MeiliSearch implements typo tolerance. This means it understands your search even if there are typos or spelling mistakes to a certain extend.

# Example

On a movie dataset, let's search for botman

{
  "hits": [
    {
      "title": "Batman: Hush",
      ...
    },
    {
      "title": "Batman vs. Teenage Mutant Ninja Turtles",
      ...
    },
    {
      "title": "Batman Ninja",
      ...
    },
    {
      "title": "Batman: Gotham by Gaslight",
      ...
    },
    ...
  ],
  "offset": 0,
  "limit": 20,
  "processingTimeMs": 1,
  "query": "botman"
}

# Typo tolerance rules

The typo rules are used before sorting the documents. They are used to aggregate them, to choose which documents contain words similar to the queried words.

We use a prefix Levenshtein algorithm to check if the words match. The only difference with a Levenshtein algorithm is that it accepts every word that starts with the query words too. Therefore words are accepted if they start with or have equal length.

The Levenshtein distance between two words M and P is called "the minimum cost of transforming M into P" by performing the following elementary operations:

  • substitution of a character of M by a character other than P. (e.g. kitten → sitten)
  • insertion in M of a character of P. (e.g. siting → sitting)
  • deletion of a character from M. (e.g. saturday → satuday)

There are some rules about what can be considered "similar". These rules are by word and not for the whole query string.

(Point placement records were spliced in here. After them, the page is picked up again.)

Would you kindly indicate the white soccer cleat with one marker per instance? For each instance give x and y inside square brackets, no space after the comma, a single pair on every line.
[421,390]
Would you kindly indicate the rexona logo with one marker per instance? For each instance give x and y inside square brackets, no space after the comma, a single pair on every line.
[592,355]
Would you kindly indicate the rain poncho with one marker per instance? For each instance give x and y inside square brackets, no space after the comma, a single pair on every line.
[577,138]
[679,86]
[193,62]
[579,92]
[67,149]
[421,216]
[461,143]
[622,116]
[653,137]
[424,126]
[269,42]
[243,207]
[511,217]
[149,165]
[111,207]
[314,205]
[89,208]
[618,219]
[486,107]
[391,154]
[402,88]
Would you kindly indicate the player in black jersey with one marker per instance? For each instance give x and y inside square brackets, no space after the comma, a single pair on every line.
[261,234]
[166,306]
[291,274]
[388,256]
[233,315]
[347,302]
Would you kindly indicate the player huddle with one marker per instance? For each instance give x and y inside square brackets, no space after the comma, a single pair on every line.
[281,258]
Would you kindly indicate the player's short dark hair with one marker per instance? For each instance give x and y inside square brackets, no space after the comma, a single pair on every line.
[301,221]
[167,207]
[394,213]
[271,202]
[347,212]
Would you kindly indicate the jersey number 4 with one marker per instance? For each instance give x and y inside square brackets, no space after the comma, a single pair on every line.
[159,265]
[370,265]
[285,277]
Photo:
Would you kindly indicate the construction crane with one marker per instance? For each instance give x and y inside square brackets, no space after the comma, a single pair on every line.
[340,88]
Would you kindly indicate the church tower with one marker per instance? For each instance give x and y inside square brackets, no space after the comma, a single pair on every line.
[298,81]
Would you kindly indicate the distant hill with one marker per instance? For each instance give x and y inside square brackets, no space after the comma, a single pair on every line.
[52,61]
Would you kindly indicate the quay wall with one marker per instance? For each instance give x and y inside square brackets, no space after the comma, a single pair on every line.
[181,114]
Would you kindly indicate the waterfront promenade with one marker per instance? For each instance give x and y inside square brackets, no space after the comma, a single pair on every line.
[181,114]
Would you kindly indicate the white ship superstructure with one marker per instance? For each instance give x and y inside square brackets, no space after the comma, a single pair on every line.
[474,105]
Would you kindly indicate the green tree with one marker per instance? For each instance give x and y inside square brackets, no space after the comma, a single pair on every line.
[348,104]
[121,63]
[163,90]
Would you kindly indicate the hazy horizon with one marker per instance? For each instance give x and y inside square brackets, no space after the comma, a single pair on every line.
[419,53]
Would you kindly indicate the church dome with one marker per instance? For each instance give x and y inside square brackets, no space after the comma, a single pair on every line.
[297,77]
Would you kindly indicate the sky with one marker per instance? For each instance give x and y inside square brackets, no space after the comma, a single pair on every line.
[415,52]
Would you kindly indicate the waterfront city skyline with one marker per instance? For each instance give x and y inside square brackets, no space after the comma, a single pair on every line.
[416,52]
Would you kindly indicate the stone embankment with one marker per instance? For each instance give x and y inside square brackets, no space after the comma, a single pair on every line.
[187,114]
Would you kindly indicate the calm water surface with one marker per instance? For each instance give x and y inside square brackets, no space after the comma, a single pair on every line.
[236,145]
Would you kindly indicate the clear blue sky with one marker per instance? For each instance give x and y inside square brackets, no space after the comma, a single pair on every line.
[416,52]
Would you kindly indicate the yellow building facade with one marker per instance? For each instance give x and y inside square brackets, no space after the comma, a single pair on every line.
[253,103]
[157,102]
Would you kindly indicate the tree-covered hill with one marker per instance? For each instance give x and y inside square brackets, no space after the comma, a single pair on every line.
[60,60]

  • If the query word is between 1 and 4 characters long therefore no typo is allowed, only documents that contains words that starts with or are of equal length with this query word are considered valid for this request.
  • If the query word is between 5 and 8 characters long, one typo is allowed. Documents that contains words that match with one typo are retained for the next steps.
  • If the query word contains more than 8 characters, we accept a maximum of two typos.

This means that "saturday", which is 7 characters long uses the second rule and every document containing words that only have one typo will match. For example:

  • "saturday" is accepted because it is exactly the same word.
  • "sat" is not accepted because the query word is not a prefix of it (it is the opposite).
  • "satuday" is accepted because it contains one typo.
  • "sutuday" is not accepted because it contains two typos.